The act of hiding information inside a module, i.e., making it invisible to the modules clients.

Good practice is for a class to make each instance variable private, setting a public accessor (getter) and, if necessary, mutator (setter).

Public instance variables (global variables) are notoriously difficult to debug. They also tend to change over time, requiring all clients to change.

A class's testability should be considered when decisions on getters and setters are made - a test may need a getter to verify that a variable has the right value.

Encapsulation can decrease the need for public instance variables - when all relevant methods are encapsulated within the same module, they all share a common visibility and access can be more appropriately restricted to the outside world.

Separation of Concerns

Separation of Concerns

Design principle for separating a program into distinct modules such that each module addresses a separate concern, facilitating module upgrade, reuse, and independent development.

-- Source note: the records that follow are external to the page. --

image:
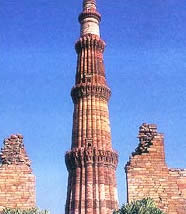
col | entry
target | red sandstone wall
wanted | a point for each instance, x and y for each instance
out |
(17, 183)
(148, 175)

Consider how web development separates concerns:

HTML: organization of webpage content
CSS: definition of content presentation style
JavaScript: how the content interacts and behaves in response to user input

Despite our best efforts at modularization, some concerns crosscut many modules.

logging
error handling
data persistence
security checks

Crosscutting concerns cannot be not well-modularized and are referred to as "tangled" because they are necessarily intermixed with code that handles other concerns. These concerns follow inherently different rules for functional decomposition.

Aspect-Oriented Programming attempts to resolve this problem. AOP shouldn't be on the final, but if it is it's covered very briefly in the book on p. 96.

Footnotes

Law of Demeter - Wikipedia

Precondition and Postcondition

Precondition

The constraints on the method's input and the states of all related objects that must hold before the method is called.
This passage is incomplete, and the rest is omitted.